In part, this success reflects the group's indubitable organizational skills, and its willingness to defend itself through aggressive litigation. It is also the case, however, that the growth of Scientology, and many other such philosophies, is an almost inevitable byproduct of a society that, over the years, has lost the art of religious argument, reasoning, and debate — and the ability or the inclination to resist the blandishments of our zanier sects.
Ask most Americans, and they will tell you about their respect for the spiritual, but it is a sloppy and uninformed devotion, a pastiche piety with no intellectual force behind it, more Hallmark than holy, the perfect background for a new cult recruit. Ironically, Nicole Kidman herself provided an example of this mindset in a 1998 interview with Newsweek. Asked about her religious beliefs, the actress replied, "there is a little Buddhism, a little Scientology. I was raised Catholic, and a big part of me is still a Catholic girl."
Hand in hand with such an attitude is an unwillingness to debate the religious beliefs of others. Such debate is now believed to be insensitive at best, bigoted and hateful at worst. These days everyone is meant to be a little bit Buddhist, Catholic, Scientologist, whatever. A sappy ecumenicism is now America's civic religion, and it appears to include just about everyone (other, interestingly, than atheists and agnostics). We are taught that such supposedly inclusive tolerance is the hallmark of a tolerant society, when, in fact, it is precisely the opposite. True religious tolerance is the acceptance of the right of others to follow a different creed. In our ersatz, contemporary version, however, it is denied that there are any different creeds. Instead, we are encouraged to think that all religions are basically the same, just different routes to the same transcendental Truth.

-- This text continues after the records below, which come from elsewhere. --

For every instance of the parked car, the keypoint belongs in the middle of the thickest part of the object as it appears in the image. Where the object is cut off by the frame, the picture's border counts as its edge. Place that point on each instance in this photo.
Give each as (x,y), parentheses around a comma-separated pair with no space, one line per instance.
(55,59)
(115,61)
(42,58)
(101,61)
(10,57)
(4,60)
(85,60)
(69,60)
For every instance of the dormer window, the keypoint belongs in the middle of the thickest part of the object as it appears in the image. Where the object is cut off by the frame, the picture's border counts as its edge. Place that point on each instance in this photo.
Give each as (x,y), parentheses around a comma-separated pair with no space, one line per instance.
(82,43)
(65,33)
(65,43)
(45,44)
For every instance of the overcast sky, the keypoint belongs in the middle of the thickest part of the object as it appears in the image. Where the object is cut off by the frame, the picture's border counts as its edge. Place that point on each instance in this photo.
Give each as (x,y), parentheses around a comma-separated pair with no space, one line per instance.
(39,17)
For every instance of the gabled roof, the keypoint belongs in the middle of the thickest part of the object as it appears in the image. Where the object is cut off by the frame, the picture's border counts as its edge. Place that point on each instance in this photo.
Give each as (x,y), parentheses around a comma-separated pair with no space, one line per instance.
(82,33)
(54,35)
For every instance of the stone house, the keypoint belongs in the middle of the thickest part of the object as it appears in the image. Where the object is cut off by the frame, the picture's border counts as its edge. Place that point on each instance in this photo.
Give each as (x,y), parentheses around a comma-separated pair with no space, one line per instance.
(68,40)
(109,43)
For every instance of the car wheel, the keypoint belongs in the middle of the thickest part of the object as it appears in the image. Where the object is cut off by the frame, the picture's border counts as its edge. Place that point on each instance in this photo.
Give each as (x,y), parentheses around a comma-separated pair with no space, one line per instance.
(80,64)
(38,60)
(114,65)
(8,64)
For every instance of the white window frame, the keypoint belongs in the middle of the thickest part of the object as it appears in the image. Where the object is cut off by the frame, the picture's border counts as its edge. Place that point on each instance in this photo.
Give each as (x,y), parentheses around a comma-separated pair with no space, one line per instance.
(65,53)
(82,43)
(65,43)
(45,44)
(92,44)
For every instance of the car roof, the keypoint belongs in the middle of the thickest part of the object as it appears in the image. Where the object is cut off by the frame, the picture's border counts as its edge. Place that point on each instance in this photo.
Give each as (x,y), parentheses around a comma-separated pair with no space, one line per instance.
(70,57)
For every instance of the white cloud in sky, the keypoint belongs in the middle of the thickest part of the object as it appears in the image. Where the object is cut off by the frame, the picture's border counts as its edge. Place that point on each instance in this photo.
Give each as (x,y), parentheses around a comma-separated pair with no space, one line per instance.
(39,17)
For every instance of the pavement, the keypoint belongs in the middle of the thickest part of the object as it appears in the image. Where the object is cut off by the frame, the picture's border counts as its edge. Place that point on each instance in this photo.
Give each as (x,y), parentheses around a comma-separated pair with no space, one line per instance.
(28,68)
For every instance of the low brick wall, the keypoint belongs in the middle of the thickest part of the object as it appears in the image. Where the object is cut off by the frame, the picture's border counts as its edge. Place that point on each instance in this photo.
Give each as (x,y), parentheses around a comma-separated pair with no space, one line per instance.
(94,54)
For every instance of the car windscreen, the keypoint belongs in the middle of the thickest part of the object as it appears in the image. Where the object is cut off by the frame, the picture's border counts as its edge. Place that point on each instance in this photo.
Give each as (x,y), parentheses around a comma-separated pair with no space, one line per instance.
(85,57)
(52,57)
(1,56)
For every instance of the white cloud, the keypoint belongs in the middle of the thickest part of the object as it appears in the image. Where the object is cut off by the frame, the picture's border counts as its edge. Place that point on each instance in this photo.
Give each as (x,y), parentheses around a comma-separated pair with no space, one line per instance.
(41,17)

In the name of "diversity," we try to erase difference. When it comes to religious belief, this is a country chary of controversy and anxious about argument. In the interest of fraudulent civility and soi-disant "respect" we have removed the right of the religious to disagree with each other. On the face of it, traditional religious distinctions remain, but all too often they have been trivialized and shrunk down to the superficial, reduced to a matter of folklore or ethnic heritage, nothing more consequential, say, than a choice of headgear: Yarmulke, or turban?
This is a mistake. Old-style rigorous religious debate was bruising, tough, and frequently impolite, but it served a function. Homo Sapiens is a credulous creature, ready to believe just about anything, but, fortunately, he has an innate love of argument. Controversy sharpened our great faiths and pushed them, however painfully, towards some form of intellectual coherence. More than that, it acted as a filter for the worst of the nonsense that people would otherwise be tempted to accept. Now that filter has disappeared. The more established religions are gutted, sunk into PC blandness, or, ironically, introspective fundamentalism. In their intellectual retreat they have left behind a spiritual landscape in which anything goes.
The Scientologists are not the only ones to have seized this opportunity. We are becoming a nation of nitwit necromancers, idiot Astrologers, and suburban shamans. Others prefer to fool around with crystals, commune with UFOs, or worship the Earth.
And that is their right, but we should not be afraid to say that it is also their mistake. Somehow I suspect that, these days, Nicole Kidman might just agree.